On the other hand, if they do nothing but observe and analyze the output of freely available latent spaces, such as Stable Diffusion, the resulting controversies seem likely only to proliferate. This characterizes the challenge as a cultural and ethical one, far beyond the purview of the ‘enabling’ technologies, which would seem to be a barometer of culture rather than a ‘villainous’ transformative technological phenomenon.
Conclusion: The Price of Automation
If you ask Mary Poppins to go in and magically clean up your messy bedroom, you’re saving a lot of personal labor; but you’re not going to know where anything is later, because she follows her own system. It’s probably a better system than yours, but that doesn’t help you find your clean socks.
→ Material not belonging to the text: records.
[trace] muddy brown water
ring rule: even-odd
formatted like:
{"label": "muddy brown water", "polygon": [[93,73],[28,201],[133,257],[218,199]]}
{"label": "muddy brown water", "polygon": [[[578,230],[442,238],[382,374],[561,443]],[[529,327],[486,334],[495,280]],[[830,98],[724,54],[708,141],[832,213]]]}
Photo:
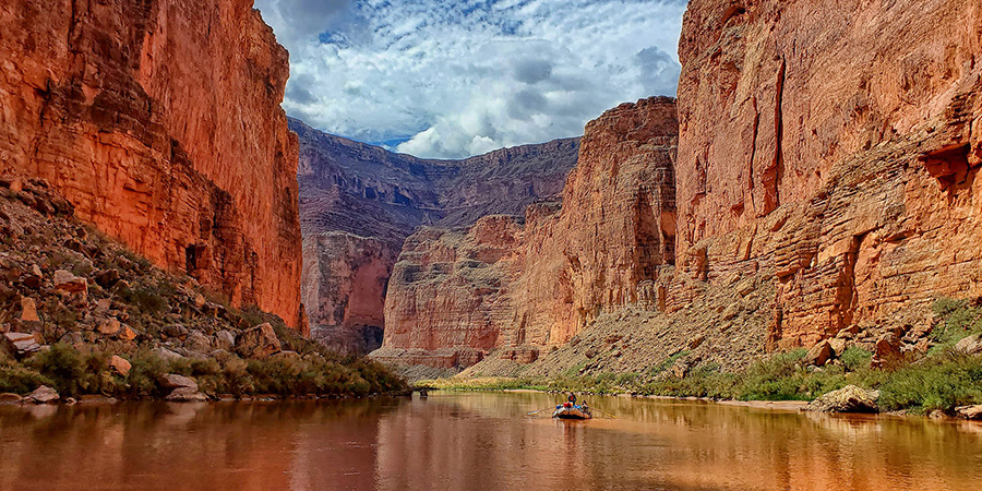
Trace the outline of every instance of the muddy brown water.
{"label": "muddy brown water", "polygon": [[[539,393],[0,406],[0,489],[982,490],[982,424]],[[547,414],[548,411],[543,411]]]}

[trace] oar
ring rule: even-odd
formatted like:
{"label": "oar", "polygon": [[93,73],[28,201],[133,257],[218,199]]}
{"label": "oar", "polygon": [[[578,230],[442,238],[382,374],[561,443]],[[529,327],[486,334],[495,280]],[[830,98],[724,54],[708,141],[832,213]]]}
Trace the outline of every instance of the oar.
{"label": "oar", "polygon": [[611,418],[613,418],[613,419],[618,419],[618,417],[616,417],[616,416],[614,416],[614,415],[611,415],[611,414],[610,414],[610,412],[607,412],[607,411],[601,411],[601,410],[600,410],[600,409],[595,409],[595,408],[592,408],[592,407],[591,407],[591,408],[590,408],[590,411],[597,411],[597,412],[600,412],[600,414],[602,414],[602,415],[607,415],[607,416],[610,416],[610,417],[611,417]]}
{"label": "oar", "polygon": [[539,409],[539,410],[537,410],[537,411],[529,411],[529,412],[526,412],[525,416],[531,416],[531,415],[535,415],[535,414],[538,414],[538,412],[548,411],[549,409],[552,409],[552,408],[551,408],[551,407],[547,407],[547,408]]}

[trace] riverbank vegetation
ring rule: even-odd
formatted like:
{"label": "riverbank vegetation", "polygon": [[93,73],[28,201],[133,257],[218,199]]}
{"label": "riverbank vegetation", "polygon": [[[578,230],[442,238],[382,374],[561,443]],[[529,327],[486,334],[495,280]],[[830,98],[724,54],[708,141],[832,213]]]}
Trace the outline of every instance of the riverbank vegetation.
{"label": "riverbank vegetation", "polygon": [[[905,354],[882,360],[859,347],[838,355],[834,363],[810,366],[807,351],[797,349],[774,354],[734,373],[705,363],[685,373],[669,367],[679,358],[668,358],[652,373],[600,373],[579,375],[571,369],[563,376],[536,379],[442,379],[420,381],[419,386],[447,390],[514,390],[637,394],[674,397],[706,397],[735,400],[812,400],[822,394],[857,385],[879,391],[881,410],[911,414],[943,411],[958,406],[982,404],[982,354],[957,347],[958,342],[982,333],[982,309],[948,299],[934,304],[939,321],[927,352]],[[679,354],[684,355],[684,354]]]}
{"label": "riverbank vegetation", "polygon": [[[299,347],[296,340],[291,347]],[[109,351],[59,343],[24,362],[0,359],[0,393],[26,394],[48,385],[62,397],[164,398],[173,388],[167,385],[166,374],[192,378],[212,398],[350,397],[406,390],[405,382],[374,361],[337,357],[319,348],[308,342],[296,355],[266,359],[242,359],[228,352],[164,359],[149,349],[136,349],[123,355],[130,364],[123,374],[113,369]]]}

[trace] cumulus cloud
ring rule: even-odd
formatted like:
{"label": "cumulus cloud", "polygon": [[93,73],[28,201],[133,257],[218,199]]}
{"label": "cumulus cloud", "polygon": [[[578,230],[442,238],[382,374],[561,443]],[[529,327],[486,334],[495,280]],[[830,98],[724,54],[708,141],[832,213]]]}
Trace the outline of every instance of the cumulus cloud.
{"label": "cumulus cloud", "polygon": [[394,149],[458,158],[578,135],[673,95],[685,0],[258,0],[290,50],[284,107]]}

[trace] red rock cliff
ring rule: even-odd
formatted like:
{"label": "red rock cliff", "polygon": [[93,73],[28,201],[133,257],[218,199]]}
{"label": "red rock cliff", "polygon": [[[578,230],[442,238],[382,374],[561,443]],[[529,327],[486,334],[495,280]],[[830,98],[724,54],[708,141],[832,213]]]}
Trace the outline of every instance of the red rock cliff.
{"label": "red rock cliff", "polygon": [[0,170],[300,326],[287,52],[251,0],[13,0],[0,32]]}
{"label": "red rock cliff", "polygon": [[448,368],[501,348],[527,362],[601,312],[657,307],[656,279],[674,263],[676,131],[672,99],[621,105],[587,124],[561,211],[539,203],[524,226],[494,216],[411,236],[374,356]]}
{"label": "red rock cliff", "polygon": [[771,347],[982,294],[980,53],[973,0],[691,1],[676,167],[687,275],[773,270]]}
{"label": "red rock cliff", "polygon": [[[500,356],[535,360],[624,306],[716,319],[700,315],[710,292],[736,310],[754,289],[773,295],[755,313],[770,318],[768,349],[982,296],[980,53],[978,1],[692,0],[674,169],[664,103],[588,127],[562,211],[527,214],[519,273],[502,279],[515,315]],[[448,280],[411,288],[441,298],[428,285]]]}
{"label": "red rock cliff", "polygon": [[579,148],[563,139],[433,160],[290,125],[300,136],[303,303],[313,336],[351,354],[381,345],[390,274],[417,227],[520,214],[562,191]]}

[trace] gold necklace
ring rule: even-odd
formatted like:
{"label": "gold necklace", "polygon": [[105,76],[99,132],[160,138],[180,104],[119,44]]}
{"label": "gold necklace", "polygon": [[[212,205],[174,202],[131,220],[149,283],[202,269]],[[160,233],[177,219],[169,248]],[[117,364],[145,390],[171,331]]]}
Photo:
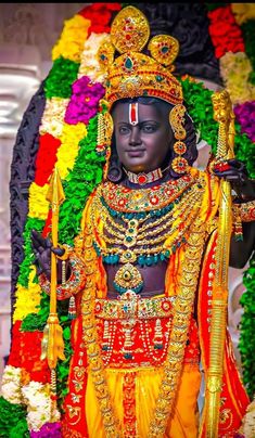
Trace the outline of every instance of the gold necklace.
{"label": "gold necklace", "polygon": [[[91,224],[89,224],[86,233],[91,235]],[[173,328],[167,349],[167,360],[163,366],[163,379],[160,386],[156,408],[150,425],[149,438],[164,437],[168,418],[171,415],[173,404],[176,398],[177,383],[182,370],[190,314],[197,285],[204,241],[205,224],[201,222],[200,218],[196,218],[191,226],[187,242],[187,250],[182,263],[182,275],[173,309]],[[92,243],[85,248],[84,258],[85,261],[88,259],[90,265],[81,302],[84,340],[88,352],[89,370],[92,374],[95,396],[103,418],[105,436],[106,438],[119,438],[123,436],[122,428],[119,421],[115,417],[111,402],[93,310],[95,301],[94,275],[97,271],[97,255],[92,248]]]}

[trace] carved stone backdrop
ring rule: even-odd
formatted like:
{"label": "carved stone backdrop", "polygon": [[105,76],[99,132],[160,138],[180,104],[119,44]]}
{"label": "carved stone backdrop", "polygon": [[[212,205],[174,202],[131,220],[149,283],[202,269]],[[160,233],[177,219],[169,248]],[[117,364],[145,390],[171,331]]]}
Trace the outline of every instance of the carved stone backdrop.
{"label": "carved stone backdrop", "polygon": [[[40,85],[51,68],[51,50],[64,21],[86,4],[90,3],[0,4],[0,375],[2,358],[9,352],[10,296],[14,296],[23,260],[22,232],[28,188],[34,180],[38,126],[44,107]],[[167,23],[167,31],[180,41],[176,72],[188,73],[203,80],[209,89],[218,89],[221,81],[207,36],[205,7],[200,3],[171,3],[167,9],[166,3],[137,5],[148,15],[152,35],[166,28]],[[209,146],[200,142],[196,166],[205,167],[208,152]],[[231,284],[230,292],[239,296],[242,270],[230,272],[232,283],[238,284],[238,292]],[[235,346],[238,302],[230,299],[230,327],[234,331]]]}

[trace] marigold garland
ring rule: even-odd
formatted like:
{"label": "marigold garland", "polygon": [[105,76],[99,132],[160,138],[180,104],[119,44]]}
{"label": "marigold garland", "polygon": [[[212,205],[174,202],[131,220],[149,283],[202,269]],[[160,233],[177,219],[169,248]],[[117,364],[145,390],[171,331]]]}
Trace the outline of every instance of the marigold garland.
{"label": "marigold garland", "polygon": [[10,403],[0,397],[0,412],[1,438],[29,438],[24,405]]}
{"label": "marigold garland", "polygon": [[[34,184],[39,186],[43,186],[51,176],[54,165],[56,162],[56,151],[61,145],[61,141],[55,139],[51,133],[44,133],[43,136],[39,137],[39,150],[36,157],[36,172],[35,172],[35,181]],[[33,186],[29,189],[31,190],[31,204],[34,204],[35,199],[33,199]],[[44,192],[43,192],[44,196]],[[38,204],[41,203],[41,199],[38,199]],[[36,203],[37,204],[37,203]],[[37,208],[37,206],[35,207]],[[47,205],[48,208],[48,205]],[[31,208],[29,208],[31,211]],[[30,215],[33,217],[33,215]],[[35,216],[36,217],[36,216]],[[40,216],[38,216],[40,217]],[[42,218],[43,219],[43,218]]]}
{"label": "marigold garland", "polygon": [[87,39],[90,25],[90,20],[86,20],[80,14],[66,20],[61,38],[52,49],[52,60],[55,61],[63,56],[79,63],[82,44]]}
{"label": "marigold garland", "polygon": [[242,31],[235,23],[230,5],[208,12],[208,30],[216,57],[221,57],[227,52],[244,51]]}
{"label": "marigold garland", "polygon": [[[215,11],[216,4],[216,11]],[[219,21],[222,16],[226,16],[225,9],[229,8],[228,5],[225,8],[218,8],[219,3],[214,3],[213,8],[209,3],[206,3],[208,11],[214,9],[213,12],[208,12],[209,17],[218,16]],[[220,4],[222,7],[222,4]],[[255,179],[255,143],[254,143],[254,129],[251,129],[250,126],[250,116],[252,113],[253,104],[254,104],[254,83],[255,83],[255,16],[254,16],[254,5],[251,3],[245,3],[244,5],[241,3],[234,4],[231,3],[231,10],[234,14],[234,20],[238,26],[238,23],[242,24],[240,30],[243,33],[244,46],[246,55],[243,56],[243,65],[240,65],[240,70],[244,69],[244,78],[240,80],[240,77],[235,75],[235,66],[232,66],[230,70],[231,64],[226,66],[224,62],[226,59],[237,59],[234,61],[240,61],[241,53],[226,53],[225,61],[221,64],[222,75],[225,76],[225,82],[228,85],[230,96],[234,106],[234,113],[237,116],[237,120],[240,123],[235,124],[235,155],[238,159],[241,159],[245,163],[248,171],[248,176]],[[229,10],[227,14],[230,17]],[[232,23],[232,17],[230,17],[230,22]],[[219,22],[220,24],[220,22]],[[221,26],[222,26],[221,22]],[[212,41],[214,42],[213,38]],[[234,41],[234,39],[233,39]],[[220,41],[219,41],[220,42]],[[237,40],[235,40],[237,42]],[[225,43],[225,40],[224,42]],[[216,48],[217,49],[217,48]],[[232,52],[238,52],[237,46]],[[224,54],[225,51],[222,48],[220,49],[220,53]],[[246,61],[246,56],[248,62]],[[231,72],[232,77],[229,78],[229,70]],[[241,72],[242,73],[242,72]],[[243,75],[243,73],[242,73]],[[233,79],[234,78],[234,79]],[[242,83],[243,82],[243,83]],[[240,88],[241,87],[241,88]],[[239,92],[241,95],[238,95]],[[241,105],[240,105],[241,103]],[[243,132],[243,137],[240,136],[240,132]],[[250,137],[246,137],[246,134]],[[240,302],[244,307],[244,313],[241,318],[241,330],[240,330],[240,343],[239,349],[241,352],[242,366],[243,366],[243,382],[246,385],[247,394],[252,397],[255,395],[255,368],[254,368],[254,351],[255,351],[255,308],[254,308],[254,279],[255,279],[255,253],[253,253],[252,258],[250,259],[248,269],[244,272],[244,285],[246,287],[245,293],[243,294]]]}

So it is with the latent space, which, in formation, has traversed and categorized millions, or even billions of data points at a post-human scale and speed, deriving the requisite compositional logic and relationships from cheaply, often badly-labeled data which would by unconscionably expensive to curate manually (if far more accurately and fairly).
Whether for addressing bias or gaining greater control over image synthesis, new methodologies and more transparent tools than Grad-CAM will be needed to gain a deeper understanding of the way that the latent space functions. The challenge is compounded by the fact that the architecture of a latent space emerges directly from the data, instead of according to some predefined and universal logic, the imposition of which could hinder a machine learning system’s most fruitful and inspired insights – as well as some of its most objectionable standpoints.